The bond really was getting to him. She wondered how hard it had been for him to sit and wait and watch her sleep – and take care of her body, too.
“I’ll be sure to keep that in mind,” she assured him. Okay.” She looked down at the diagram. “You’ve got some big holes here, but I can fill in… maybe a quarter, maybe a third of them. Might help if we had more refugees. I know some of my old unit is probably out there-“
“For intel, sure,” he agreed. “This plan is really predicated on the idea of you and I and – really not using soldiers. Unless we want to count rodents as soldiers.”
She stared at him. “You couldn’t talk to those things!”

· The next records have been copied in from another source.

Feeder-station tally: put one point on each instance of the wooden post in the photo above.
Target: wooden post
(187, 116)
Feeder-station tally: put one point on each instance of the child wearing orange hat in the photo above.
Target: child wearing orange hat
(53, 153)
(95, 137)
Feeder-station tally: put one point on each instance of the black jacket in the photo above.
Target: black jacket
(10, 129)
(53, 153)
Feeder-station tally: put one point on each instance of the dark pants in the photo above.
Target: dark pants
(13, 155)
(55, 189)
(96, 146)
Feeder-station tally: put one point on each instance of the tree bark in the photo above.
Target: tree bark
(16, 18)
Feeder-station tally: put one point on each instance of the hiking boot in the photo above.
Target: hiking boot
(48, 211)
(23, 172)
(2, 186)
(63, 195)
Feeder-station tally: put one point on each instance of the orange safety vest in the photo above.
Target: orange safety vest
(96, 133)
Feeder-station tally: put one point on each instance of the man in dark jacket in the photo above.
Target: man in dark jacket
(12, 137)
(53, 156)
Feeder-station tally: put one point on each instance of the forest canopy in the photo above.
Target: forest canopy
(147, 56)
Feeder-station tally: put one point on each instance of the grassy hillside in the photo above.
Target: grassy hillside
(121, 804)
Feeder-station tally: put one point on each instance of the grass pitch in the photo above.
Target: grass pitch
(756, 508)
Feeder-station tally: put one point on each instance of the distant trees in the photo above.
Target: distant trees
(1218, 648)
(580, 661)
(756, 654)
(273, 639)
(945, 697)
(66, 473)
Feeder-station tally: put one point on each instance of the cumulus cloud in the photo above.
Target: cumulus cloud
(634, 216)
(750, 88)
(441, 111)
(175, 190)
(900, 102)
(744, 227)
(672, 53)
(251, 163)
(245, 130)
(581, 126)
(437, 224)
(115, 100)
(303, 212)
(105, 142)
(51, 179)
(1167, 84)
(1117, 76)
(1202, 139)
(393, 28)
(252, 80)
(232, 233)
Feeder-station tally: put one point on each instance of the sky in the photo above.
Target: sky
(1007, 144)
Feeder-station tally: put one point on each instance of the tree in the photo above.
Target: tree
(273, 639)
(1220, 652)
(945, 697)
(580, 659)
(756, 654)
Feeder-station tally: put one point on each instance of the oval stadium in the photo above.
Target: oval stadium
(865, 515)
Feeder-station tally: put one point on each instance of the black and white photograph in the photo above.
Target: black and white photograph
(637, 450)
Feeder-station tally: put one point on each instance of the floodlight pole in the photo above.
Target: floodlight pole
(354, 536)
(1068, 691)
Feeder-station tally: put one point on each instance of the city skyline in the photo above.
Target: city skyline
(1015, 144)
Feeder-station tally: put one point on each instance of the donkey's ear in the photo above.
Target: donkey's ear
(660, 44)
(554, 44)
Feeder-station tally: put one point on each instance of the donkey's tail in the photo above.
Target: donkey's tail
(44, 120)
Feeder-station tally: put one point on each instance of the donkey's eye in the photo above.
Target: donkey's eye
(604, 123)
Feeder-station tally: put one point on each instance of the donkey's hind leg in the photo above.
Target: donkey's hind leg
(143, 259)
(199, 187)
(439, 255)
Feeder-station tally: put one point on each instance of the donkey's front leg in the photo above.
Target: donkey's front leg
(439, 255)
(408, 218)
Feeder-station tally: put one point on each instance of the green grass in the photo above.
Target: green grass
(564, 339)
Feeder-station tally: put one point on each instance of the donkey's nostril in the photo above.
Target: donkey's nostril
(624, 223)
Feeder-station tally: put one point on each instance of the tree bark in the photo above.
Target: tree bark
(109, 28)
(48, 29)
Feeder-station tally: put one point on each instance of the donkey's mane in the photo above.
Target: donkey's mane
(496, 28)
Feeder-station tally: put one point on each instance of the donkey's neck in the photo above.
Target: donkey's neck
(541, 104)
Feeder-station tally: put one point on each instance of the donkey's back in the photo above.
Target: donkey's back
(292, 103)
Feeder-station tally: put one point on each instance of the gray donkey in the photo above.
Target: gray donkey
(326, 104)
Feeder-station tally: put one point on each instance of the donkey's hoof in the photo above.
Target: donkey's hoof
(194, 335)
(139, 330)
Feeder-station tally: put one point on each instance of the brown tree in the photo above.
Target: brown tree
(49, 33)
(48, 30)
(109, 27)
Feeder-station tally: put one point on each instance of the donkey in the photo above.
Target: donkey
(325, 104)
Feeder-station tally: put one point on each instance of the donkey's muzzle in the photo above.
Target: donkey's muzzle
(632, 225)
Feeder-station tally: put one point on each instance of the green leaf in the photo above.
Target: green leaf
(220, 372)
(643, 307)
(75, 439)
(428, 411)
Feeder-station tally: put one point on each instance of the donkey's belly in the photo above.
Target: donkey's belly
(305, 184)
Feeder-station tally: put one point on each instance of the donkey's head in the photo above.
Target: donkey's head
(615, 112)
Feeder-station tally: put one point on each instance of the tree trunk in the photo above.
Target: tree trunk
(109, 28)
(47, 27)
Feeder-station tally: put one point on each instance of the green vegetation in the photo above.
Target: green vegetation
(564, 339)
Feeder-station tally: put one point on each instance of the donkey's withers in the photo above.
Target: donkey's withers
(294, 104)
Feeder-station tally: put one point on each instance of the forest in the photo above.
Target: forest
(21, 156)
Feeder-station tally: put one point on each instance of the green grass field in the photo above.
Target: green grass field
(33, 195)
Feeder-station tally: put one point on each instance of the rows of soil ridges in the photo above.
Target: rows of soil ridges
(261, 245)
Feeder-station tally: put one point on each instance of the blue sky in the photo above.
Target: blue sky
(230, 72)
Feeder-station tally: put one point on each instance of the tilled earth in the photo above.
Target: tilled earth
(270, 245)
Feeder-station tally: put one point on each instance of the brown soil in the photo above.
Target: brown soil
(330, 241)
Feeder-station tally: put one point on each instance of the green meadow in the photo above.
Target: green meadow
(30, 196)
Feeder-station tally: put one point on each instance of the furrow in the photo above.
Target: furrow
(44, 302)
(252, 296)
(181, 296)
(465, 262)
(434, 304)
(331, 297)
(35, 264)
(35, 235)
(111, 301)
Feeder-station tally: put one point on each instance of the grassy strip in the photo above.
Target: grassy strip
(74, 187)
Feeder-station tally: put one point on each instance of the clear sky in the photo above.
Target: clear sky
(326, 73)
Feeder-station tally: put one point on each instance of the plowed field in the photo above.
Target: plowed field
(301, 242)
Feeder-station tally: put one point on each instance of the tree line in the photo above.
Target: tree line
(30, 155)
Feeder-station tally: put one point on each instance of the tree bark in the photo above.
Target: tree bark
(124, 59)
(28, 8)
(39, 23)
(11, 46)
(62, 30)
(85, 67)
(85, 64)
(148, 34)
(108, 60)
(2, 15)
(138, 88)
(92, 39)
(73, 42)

“No, but I might be able to steer them. And they’re just the distraction. The idea is that we get someone – like Longtail here, if he’s willing – small and able to slide through places that a human would be noticed in, and we create an animal-based distraction in three, four directions while our someone slips in through another direction and, well-” He frowned. “This is why I don’t want to use Longtail. Because I have some really good ideas for explosives and some really good ideas for poisons, but even Longtail is not so good that I could explain setting a timer to him. That means we’d have to set the timer ahead of time and have him just push a button, and that means either a test run – risking him twice – or we guess at the amount of time it takes and hope he has enough time to get out and clear.”
“So it’s – it’s better if we can find another animal that’s smart and capable of – you want to – to send in an animal with some sort of-” She blinked at him. She wondered if she just wasn’t processing everything because she was still tired, still hungry – but she didn’t actually feel tired or hungry.
“It only works if we can use your power, because an animal, even a very smart one, wouldn’t be able to scout out an area. They don’t think about space the same way we do. But if I could connect you with the animal, then we could, well.” He cleared his throat. “We’d have to be really close, but it could work. I have, ah, four different ideas for what to send an animal in with, the question, the problem, is really what sort of animal we send-” Longtail headbutted his hand and knee and he paused to scratch the cat behind the ears and down the spine. “I don’t want to risk you, buddy. If I’m not risking myself-” He stole a guilty glance Nikol’s way.
“I get it,” she assured him. “All right, what are your ideas for things to sneak in?”